Bac 2013 et prénoms: 20% des Adèle et des Diane ont eu une mention très bien, contre 2,5% des Sabrina

Bac philo 2012, au lycée Pasteur de Strasbourg. REUTERS/Vincent Kessler

Bac philo 2012, au lycée Pasteur de Strasbourg. REUTERS/Vincent Kessler

Le sociologue Baptiste Coulmont s'intéresse depuis des années aux prénoms –il a entre autres publié Sociologie des prénoms– et réalise depuis 2013 un travail sur les mentions très bien au baccalauréat et les prénoms des élèves qui l'obtiennent. 

Son étude annuelle ne révèle pas le prénom miracle qui donnera la mention très bien à votre enfant, mais «permet de dessiner un espace social qui, immédiatement, fait sens», explique-t-il sur son blog.

Au final, les prénoms de son schéma 2013 se répartissent entre ceux choisis par des parents de classes intellectuelles, de la bourgeoisie ou du salariat d'encadrement d'un côté, et ceux choisis par les parents des classes populaires de l'autre côté. 

Cliquez ici pour retrouver le schéma en grand format, sur le blog de Baptiste Coulmont

On apprend donc qu'en 2013, 20% des Diane et des Adèle ont obtenu une mention très bien, suivies par Juliette, Alice, Louise, Anne ou Alix (toutes autour de 17/18%).

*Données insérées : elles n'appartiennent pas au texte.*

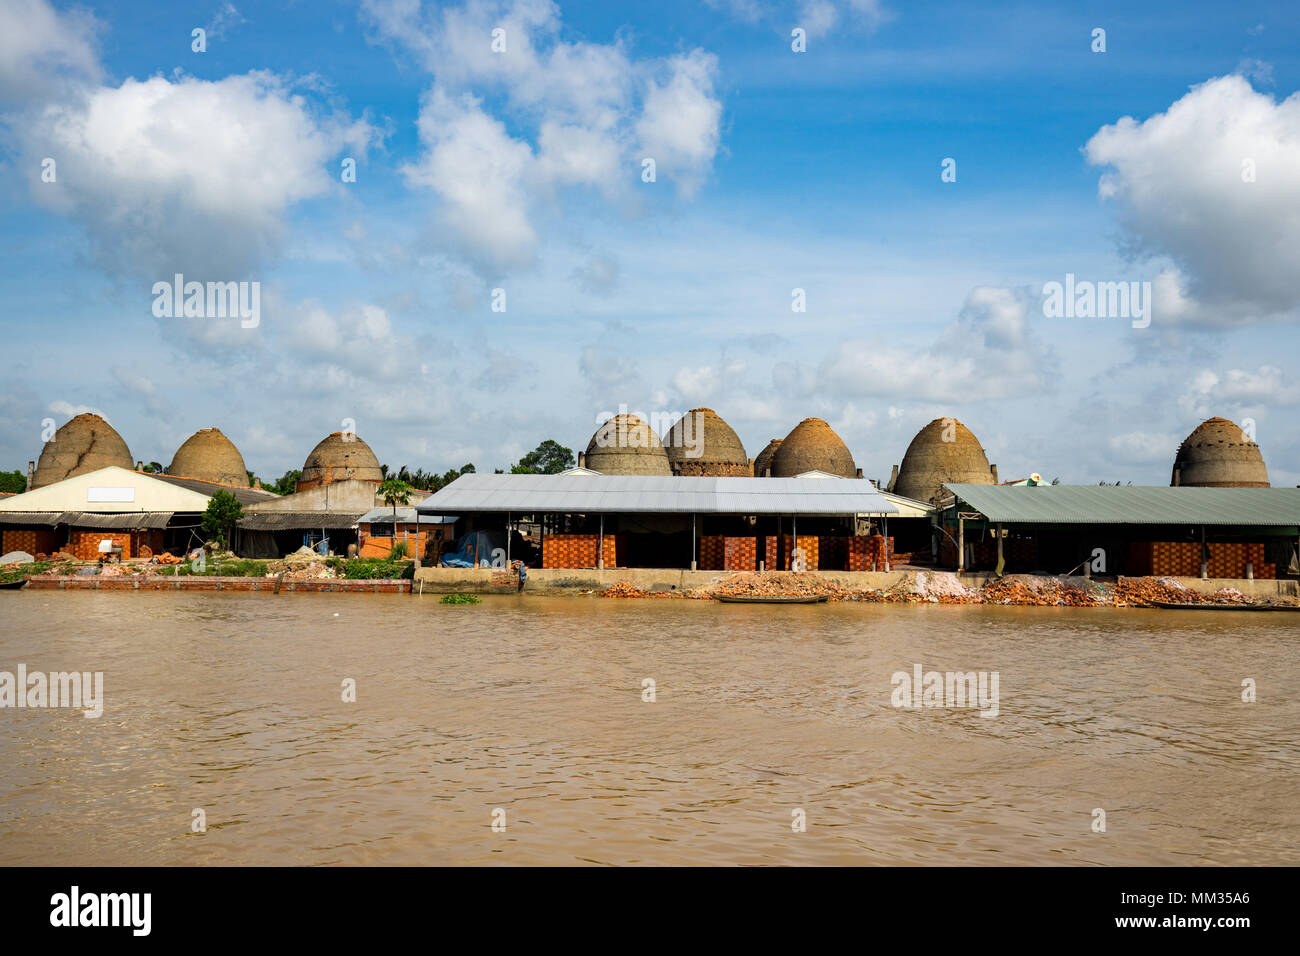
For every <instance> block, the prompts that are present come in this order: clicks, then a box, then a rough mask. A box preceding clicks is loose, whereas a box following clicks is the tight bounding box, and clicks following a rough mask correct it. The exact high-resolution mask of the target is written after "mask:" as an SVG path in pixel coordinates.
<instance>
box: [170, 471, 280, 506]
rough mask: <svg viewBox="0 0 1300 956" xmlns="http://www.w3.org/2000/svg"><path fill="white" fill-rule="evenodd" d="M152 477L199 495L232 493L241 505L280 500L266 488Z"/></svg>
mask: <svg viewBox="0 0 1300 956" xmlns="http://www.w3.org/2000/svg"><path fill="white" fill-rule="evenodd" d="M149 477H156V479H157V480H159V481H166V483H168V484H169V485H175V486H177V488H187V489H190V490H191V492H198V493H199V494H208V496H212V494H216V493H217V492H230V493H231V494H233V496H235V499H237V501H238V502H239V503H240V505H256V503H259V502H263V501H270V499H272V498H278V497H279V496H278V494H276V493H274V492H268V490H266V489H265V488H244V486H240V485H222V484H217V483H216V481H204V480H203V479H191V477H185V476H183V475H149Z"/></svg>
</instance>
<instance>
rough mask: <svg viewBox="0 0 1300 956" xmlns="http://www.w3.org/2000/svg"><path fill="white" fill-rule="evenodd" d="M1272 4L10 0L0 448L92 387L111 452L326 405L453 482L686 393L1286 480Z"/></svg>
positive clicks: (729, 401)
mask: <svg viewBox="0 0 1300 956" xmlns="http://www.w3.org/2000/svg"><path fill="white" fill-rule="evenodd" d="M495 26H502V29H504V30H506V51H504V52H502V53H494V52H491V49H490V44H491V30H493V29H494V27H495ZM801 26H802V29H805V31H806V34H807V44H806V46H807V48H806V52H802V53H796V52H793V51H792V49H790V31H792V29H794V27H801ZM195 27H201V29H204V30H205V31H207V51H205V52H201V53H200V52H194V51H192V49H191V30H194V29H195ZM1096 27H1101V29H1104V30H1105V43H1106V49H1105V52H1093V51H1092V48H1091V47H1092V44H1093V39H1092V31H1093V29H1096ZM1297 33H1300V27H1297V26H1296V21H1295V17H1294V7H1291V5H1288V4H1277V3H1271V4H1270V3H1238V4H1232V5H1225V4H1209V3H1206V4H1196V3H1191V4H1188V3H1177V4H1174V3H1169V4H1165V3H1153V4H1143V5H1140V8H1139V9H1135V8H1134V5H1132V4H1121V3H1114V4H1030V3H1023V4H939V3H907V4H902V3H897V1H896V3H891V1H889V0H879V1H878V0H798V1H796V3H766V1H764V0H712V3H689V4H672V3H662V4H654V5H650V7H649V8H647V7H646V5H640V4H610V3H563V4H554V3H542V1H541V0H506V1H503V3H487V1H484V3H465V4H429V3H424V4H419V3H415V0H409V1H408V3H395V1H394V0H367V1H365V3H343V1H342V0H339V1H325V3H311V4H307V3H235V4H230V3H198V4H186V3H177V4H143V3H113V4H107V3H105V4H96V3H90V4H83V5H74V4H66V3H48V0H5V1H4V4H3V5H0V64H3V66H0V173H3V176H4V182H5V183H8V187H6V189H5V190H4V193H3V195H0V248H3V250H4V255H3V258H0V289H3V291H4V302H5V310H4V320H3V321H4V324H5V338H6V343H8V346H9V347H8V350H6V351H8V355H6V359H5V363H4V376H3V381H0V386H3V388H0V401H3V402H4V408H3V415H0V467H4V468H13V467H25V464H26V462H27V460H29V459H31V458H35V457H36V455H38V454H39V450H40V431H42V421H43V420H44V419H47V418H53V419H55V420H56V421H57V423H59V424H61V423H62V421H64V420H66V418H68V416H70V415H72V414H74V412H75V411H78V410H96V411H100V412H101V414H104V415H105V416H107V418H108V419H109V420H110V421H112V423H113V424H114V427H116V428H117V429H118V431H120V432H121V433H122V436H123V437H125V438H126V442H127V445H129V446H130V449H131V453H133V455H134V457H135V458H139V459H143V460H151V459H155V460H160V462H164V463H166V462H168V460H170V457H172V454H173V451H174V450H175V447H177V446H178V445H179V444H181V442H182V441H183V440H185V438H186V437H187V436H188V434H190V433H192V432H194V431H196V429H198V428H200V427H207V425H217V427H220V428H221V429H222V431H224V432H226V434H229V436H230V437H231V438H233V440H234V441H235V444H237V445H238V446H239V449H240V450H242V451H243V454H244V458H246V460H247V463H248V467H250V468H252V470H253V471H256V472H257V473H259V475H261V476H264V477H273V476H278V475H279V473H282V472H283V471H286V470H289V468H292V467H300V464H302V459H303V458H304V457H305V455H307V453H308V450H309V449H311V447H312V446H313V445H315V444H316V441H318V440H320V438H321V437H322V436H324V434H326V433H328V432H330V431H338V429H339V428H341V425H342V423H343V421H344V420H346V419H351V420H352V421H355V423H356V424H355V427H356V431H357V433H359V434H360V437H363V438H364V440H367V441H368V442H369V444H370V446H372V447H373V449H374V451H376V454H377V455H378V457H380V459H381V460H382V462H387V463H389V464H390V466H394V467H396V466H399V464H408V466H411V467H412V468H415V467H424V468H437V470H439V471H442V470H446V468H448V467H452V466H459V464H463V463H464V462H468V460H472V462H474V463H476V464H477V466H478V467H480V468H481V470H484V468H491V467H504V466H508V464H510V463H511V462H513V460H515V459H517V458H519V455H520V454H523V453H524V451H526V450H529V449H532V447H533V446H534V445H536V444H537V442H538V441H541V440H543V438H556V440H559V441H562V442H563V444H565V445H569V446H572V447H575V450H577V449H581V447H584V446H585V444H586V441H588V440H589V438H590V436H591V433H593V432H594V431H595V427H597V424H598V418H599V415H601V414H602V412H606V411H612V410H616V408H617V407H619V405H620V403H625V405H627V406H629V407H630V408H633V410H641V411H645V412H647V414H656V415H667V414H668V412H669V411H685V410H688V408H692V407H697V406H708V407H712V408H715V410H718V412H719V414H720V415H722V416H723V418H725V419H727V420H728V421H729V423H731V424H732V425H733V427H735V428H736V429H737V432H738V433H740V436H741V438H742V440H744V442H745V445H746V449H748V450H749V453H750V455H754V454H757V453H758V451H759V450H761V449H762V447H763V445H766V442H767V441H768V440H770V438H772V437H780V436H783V434H785V433H787V432H788V431H789V429H790V428H793V427H794V425H796V424H797V423H798V421H800V420H801V419H802V418H806V416H810V415H816V416H820V418H826V419H827V420H828V421H829V423H831V424H832V427H835V428H836V429H837V431H839V432H840V434H841V436H842V437H844V438H845V441H846V442H848V445H849V447H850V450H852V451H853V454H854V458H855V459H857V463H858V464H859V466H862V467H863V470H865V472H866V473H867V475H868V476H874V477H881V479H884V477H888V473H889V468H891V466H892V464H894V463H897V462H898V460H900V459H901V457H902V453H904V450H905V449H906V446H907V442H909V441H910V440H911V436H913V434H914V433H915V432H917V431H918V429H919V428H920V427H922V425H924V424H926V423H927V421H930V420H931V419H933V418H939V416H945V415H952V416H956V418H958V419H961V420H962V421H965V423H966V424H967V425H969V427H970V428H971V429H972V431H974V432H975V434H976V436H979V437H980V440H982V442H983V444H984V446H985V449H987V451H988V454H989V459H991V460H995V462H997V463H998V467H1000V472H1001V473H1002V475H1004V476H1008V477H1011V476H1018V475H1021V473H1028V472H1031V471H1037V472H1041V473H1044V475H1047V476H1049V477H1050V476H1060V477H1061V479H1062V480H1065V481H1069V483H1095V481H1097V480H1110V481H1114V480H1125V481H1134V483H1135V484H1148V483H1149V484H1162V483H1167V480H1169V468H1170V464H1171V460H1173V455H1174V450H1175V449H1177V445H1178V442H1179V441H1180V440H1182V437H1183V436H1186V434H1187V433H1188V432H1190V431H1191V429H1192V428H1193V427H1195V425H1196V424H1197V423H1199V421H1200V420H1201V419H1204V418H1208V416H1209V415H1225V416H1227V418H1232V419H1234V420H1238V421H1242V420H1245V419H1249V420H1251V421H1253V423H1255V428H1256V432H1257V438H1258V442H1260V445H1261V447H1262V450H1264V453H1265V457H1266V459H1268V463H1269V468H1270V476H1271V479H1273V483H1274V484H1279V485H1281V484H1300V442H1297V440H1296V434H1295V428H1294V427H1292V421H1294V419H1295V414H1296V407H1297V406H1300V388H1297V386H1296V384H1295V376H1294V369H1295V362H1294V356H1295V354H1296V345H1297V334H1296V317H1297V310H1300V268H1296V267H1297V265H1300V261H1297V260H1300V252H1297V251H1296V250H1297V248H1300V181H1297V177H1300V96H1297V95H1296V91H1297V90H1300V57H1297V53H1296V51H1297V49H1300V44H1297V39H1300V36H1297ZM1125 117H1131V120H1125ZM646 156H654V157H655V160H656V179H655V182H653V183H647V182H643V181H642V177H641V170H642V160H643V159H645V157H646ZM47 157H52V159H55V160H56V164H57V165H56V169H57V177H56V179H55V182H43V181H42V160H44V159H47ZM343 157H354V159H356V161H357V177H356V182H348V183H344V182H341V178H339V169H341V165H339V164H341V161H342V159H343ZM945 157H952V159H954V160H956V163H957V179H956V182H943V181H941V178H940V164H941V163H943V160H944V159H945ZM1247 160H1249V163H1251V164H1252V169H1253V176H1252V178H1251V181H1249V182H1247V181H1245V177H1244V174H1243V172H1242V169H1243V163H1244V161H1247ZM174 272H183V273H185V274H186V277H187V278H192V280H199V281H208V280H211V281H257V282H260V284H261V297H263V298H261V315H260V324H259V325H257V328H255V329H242V328H240V325H239V323H238V320H229V319H159V317H155V315H153V312H152V304H153V297H152V294H151V287H152V285H153V282H156V281H159V280H170V277H172V274H173V273H174ZM1066 273H1074V274H1076V276H1078V277H1079V278H1080V280H1091V281H1097V282H1117V281H1138V282H1152V284H1153V289H1154V291H1153V295H1154V299H1153V308H1152V321H1151V325H1149V326H1148V328H1134V326H1132V325H1131V323H1130V321H1128V320H1127V319H1114V317H1110V319H1105V317H1097V319H1052V317H1048V316H1045V315H1044V311H1043V306H1041V298H1043V295H1041V290H1043V286H1044V284H1047V282H1052V281H1063V278H1065V276H1066ZM494 289H503V290H504V291H506V302H507V306H506V311H504V312H493V311H491V300H493V290H494ZM793 289H803V290H805V294H806V299H807V311H806V312H800V313H797V312H792V310H790V302H792V290H793Z"/></svg>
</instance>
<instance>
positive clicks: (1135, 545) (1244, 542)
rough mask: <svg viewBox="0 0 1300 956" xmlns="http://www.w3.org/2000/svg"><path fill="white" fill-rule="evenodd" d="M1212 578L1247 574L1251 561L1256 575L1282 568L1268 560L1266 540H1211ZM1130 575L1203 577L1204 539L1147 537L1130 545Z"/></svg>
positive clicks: (1209, 571) (1267, 578) (1232, 576)
mask: <svg viewBox="0 0 1300 956" xmlns="http://www.w3.org/2000/svg"><path fill="white" fill-rule="evenodd" d="M1206 548H1208V549H1209V559H1208V567H1206V574H1208V575H1209V576H1210V578H1245V564H1247V562H1249V563H1252V564H1253V566H1255V576H1256V578H1261V579H1274V578H1277V576H1278V568H1277V566H1274V564H1269V563H1266V562H1265V559H1264V558H1265V545H1264V544H1262V542H1242V541H1210V542H1208V544H1206ZM1125 570H1126V571H1127V572H1128V574H1130V575H1135V576H1136V575H1156V576H1165V575H1169V576H1171V578H1199V576H1200V574H1201V542H1200V541H1143V542H1136V544H1132V545H1130V546H1128V562H1127V566H1126V568H1125Z"/></svg>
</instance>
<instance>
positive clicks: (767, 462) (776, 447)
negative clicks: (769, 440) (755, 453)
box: [754, 438, 781, 477]
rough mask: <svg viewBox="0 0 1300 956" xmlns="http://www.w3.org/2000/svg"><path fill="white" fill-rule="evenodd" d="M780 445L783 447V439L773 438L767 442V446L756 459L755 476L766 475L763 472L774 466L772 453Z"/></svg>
mask: <svg viewBox="0 0 1300 956" xmlns="http://www.w3.org/2000/svg"><path fill="white" fill-rule="evenodd" d="M779 447H781V440H780V438H772V440H771V441H770V442H767V447H764V449H763V450H762V451H759V453H758V458H755V459H754V477H766V475H763V472H764V471H767V470H768V468H771V467H772V455H775V454H776V449H779Z"/></svg>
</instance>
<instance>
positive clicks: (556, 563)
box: [542, 535, 623, 568]
mask: <svg viewBox="0 0 1300 956" xmlns="http://www.w3.org/2000/svg"><path fill="white" fill-rule="evenodd" d="M621 537H623V536H621V535H606V536H604V566H606V567H617V555H619V554H620V553H621V551H623V541H621V540H620V538H621ZM599 553H601V536H599V535H547V536H546V537H545V540H543V541H542V567H563V568H573V567H597V557H598V555H599Z"/></svg>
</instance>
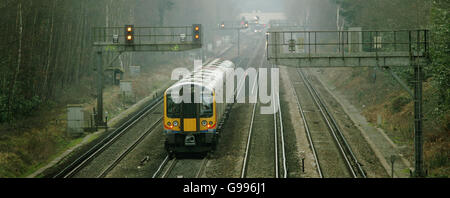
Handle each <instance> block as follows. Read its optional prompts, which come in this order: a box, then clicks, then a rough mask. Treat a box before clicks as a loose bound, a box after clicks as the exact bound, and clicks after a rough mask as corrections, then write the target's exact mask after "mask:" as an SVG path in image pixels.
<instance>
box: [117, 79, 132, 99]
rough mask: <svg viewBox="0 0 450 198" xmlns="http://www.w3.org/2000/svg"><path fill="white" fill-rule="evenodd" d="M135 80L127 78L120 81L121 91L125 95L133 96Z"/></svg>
mask: <svg viewBox="0 0 450 198" xmlns="http://www.w3.org/2000/svg"><path fill="white" fill-rule="evenodd" d="M132 83H133V82H132V81H127V80H121V81H120V93H121V94H124V95H125V96H127V97H128V96H133V84H132Z"/></svg>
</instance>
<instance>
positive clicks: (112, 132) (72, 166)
mask: <svg viewBox="0 0 450 198" xmlns="http://www.w3.org/2000/svg"><path fill="white" fill-rule="evenodd" d="M231 49H232V47H229V48H228V49H226V50H224V51H222V52H221V54H220V56H221V55H224V54H226V53H228V52H229V51H230V50H231ZM162 102H163V97H162V96H160V97H158V98H156V99H155V100H154V101H152V102H151V103H150V104H149V105H147V106H146V107H145V108H143V109H142V110H141V111H139V112H138V113H136V114H134V116H132V117H131V118H130V119H129V120H127V121H126V122H125V123H123V124H122V125H121V126H119V127H118V128H117V129H115V130H114V131H113V132H111V133H110V134H109V135H107V136H106V137H105V138H103V139H102V140H101V141H99V143H97V144H95V145H94V146H92V147H91V148H90V149H89V150H88V151H87V152H85V153H84V154H82V155H81V156H80V157H78V158H76V159H75V160H73V161H72V162H71V163H70V164H69V165H67V166H65V167H64V168H63V169H62V170H60V171H59V172H57V173H55V174H53V175H52V177H53V178H70V177H74V176H75V175H77V173H79V172H80V171H81V170H82V169H83V168H85V167H86V166H88V164H89V163H90V162H91V161H93V160H94V159H95V158H96V157H97V156H99V155H100V154H101V153H103V152H104V151H106V150H107V149H108V148H110V147H111V145H113V144H114V143H115V142H117V141H118V140H119V139H120V138H121V137H122V136H123V135H124V134H126V132H127V131H128V130H129V129H131V128H133V126H135V125H136V124H137V123H139V122H140V121H141V120H142V119H143V118H144V117H147V116H148V115H149V114H152V113H153V112H154V111H155V110H156V109H158V108H157V107H158V106H159V105H162ZM162 119H163V117H162V116H159V117H158V118H157V121H156V122H154V123H153V124H152V125H151V126H150V127H149V128H148V129H146V130H144V132H142V133H141V134H140V135H139V136H138V138H136V140H134V141H133V142H132V143H131V144H130V145H128V146H127V147H126V148H125V149H124V150H123V151H122V152H120V154H118V155H117V156H116V157H115V158H114V160H113V161H112V162H111V163H108V165H107V166H106V168H105V169H103V170H101V171H100V174H99V175H97V176H96V177H100V178H101V177H106V176H107V174H108V173H109V172H110V171H111V170H113V169H114V168H115V167H116V166H117V165H118V164H119V163H120V162H121V161H122V159H124V158H125V156H127V155H128V154H129V153H130V152H131V151H132V150H133V149H134V148H136V146H138V145H139V144H140V143H141V142H142V141H143V140H144V139H145V137H147V136H148V135H149V134H151V132H153V131H154V129H155V128H156V127H157V126H158V125H159V124H160V123H161V122H162Z"/></svg>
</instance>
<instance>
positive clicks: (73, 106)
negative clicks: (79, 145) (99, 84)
mask: <svg viewBox="0 0 450 198" xmlns="http://www.w3.org/2000/svg"><path fill="white" fill-rule="evenodd" d="M84 127H85V120H84V110H83V105H67V132H68V133H69V134H70V135H72V136H79V135H81V134H83V132H84Z"/></svg>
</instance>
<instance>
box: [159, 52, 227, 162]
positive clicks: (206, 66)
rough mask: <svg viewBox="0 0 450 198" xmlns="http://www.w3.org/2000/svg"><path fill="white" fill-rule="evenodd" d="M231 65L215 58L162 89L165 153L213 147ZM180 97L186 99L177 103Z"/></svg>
mask: <svg viewBox="0 0 450 198" xmlns="http://www.w3.org/2000/svg"><path fill="white" fill-rule="evenodd" d="M234 67H235V65H234V64H233V63H232V62H231V61H223V60H220V59H216V60H214V61H212V62H210V63H209V64H207V65H205V66H203V67H202V68H200V69H197V70H195V71H194V72H193V73H192V74H191V75H190V76H189V77H186V78H183V79H182V80H180V81H178V82H177V83H175V84H174V85H173V86H171V87H170V88H168V89H167V90H166V91H165V93H164V132H165V135H166V140H165V147H166V150H167V151H168V152H169V153H171V154H176V153H206V152H208V151H211V150H212V149H214V148H215V146H216V144H217V140H218V135H219V134H218V127H219V123H221V122H222V121H223V119H224V116H225V111H226V107H227V103H226V98H225V96H226V94H225V89H226V76H227V72H233V71H234V70H230V69H234ZM183 92H186V93H183ZM173 93H176V94H175V95H172V94H173ZM183 97H184V98H186V97H187V98H189V97H190V100H189V101H181V102H180V100H181V98H183ZM218 97H221V98H220V99H219V98H218ZM196 99H197V100H196Z"/></svg>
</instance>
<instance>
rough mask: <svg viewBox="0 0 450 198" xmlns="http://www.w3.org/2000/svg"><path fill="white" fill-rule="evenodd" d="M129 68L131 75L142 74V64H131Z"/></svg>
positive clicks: (133, 75) (130, 74)
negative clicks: (137, 64) (141, 66)
mask: <svg viewBox="0 0 450 198" xmlns="http://www.w3.org/2000/svg"><path fill="white" fill-rule="evenodd" d="M129 68H130V76H131V77H138V76H139V75H140V74H141V66H129Z"/></svg>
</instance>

Vous avez bien vu, que des filles dans cette tête de peloton –Grégoire est le seul prénom masculin à passer la barre des 15%. Le sociologue explique que, d'une part, les filles réussissent mieux que les garçons à l'école, et reçoivent aussi plus souvent qu'eux cette mention. Il se demande d'autre part si les prénoms des garçons de classes supérieures seraient moins socialement clivants que les prénoms de filles.

A l'autre bout du nuage de prénoms, environ 3% des Kevin, Jordan, Dylan, Steven et Sonia, Cindy et Mohamed ont obtenu une mention très bien en 2013.

Si vous ne gardez que les prénoms qui apparaissent plus de 30 fois dans la base de données –constituée par plus de 338.000 candidats au bac général ou technologique, qui ont obtenu une moyenne supérieure à 8/20 et ont accepté la diffusion de leurs résultats, sachant que 8,6% de cette population a obtenu une mention TB– entre un quart et un tiers des Ulysse, Guillemette, Quitterie, Madeleine, Ella, Sybille ou Domitille ont obtenu un TB, contre 2% des Asma, Sephora, Hakim, Kimberley, Cynthia, Christian ou Brian par exemple.

Comme on l'écrivait au moment de l'étude de Coulmont après le bac 2012, on sait que les prénoms d'origine anglo-saxonne, diffusés par la culture des séries télé américaines, ont été très populaires parmi les milieux sociaux moins diplômés, ouvriers et employés. L'étude des associations entre prénoms et résultat est donc un moyen détourné de repérer la relation entre le niveau de diplôme des parents et la réussite scolaire des enfants...

Pour les prénoms d'origine maghrébine Youssef, Nabil, Mohamed, c'est là encore l'origine sociale des parents qui peut être lue dans la moindre réussite des enfants au bac, un pourcentage important d'enfants d'immigrés rencontrant des difficultés scolaires selon l'étude Pisa 2009 de l'OCDE, et deux-tiers de ces enfants ayant des parents ouvriers ou employés. «Plus de 58% [des enfants issus de l'immigration, NDLR] ont un père non diplômé et 62% une mère non diplômée, contre 12% et 14% des non immigrés», rappelle par ailleurs une étude du Haut conseil à l'intégration.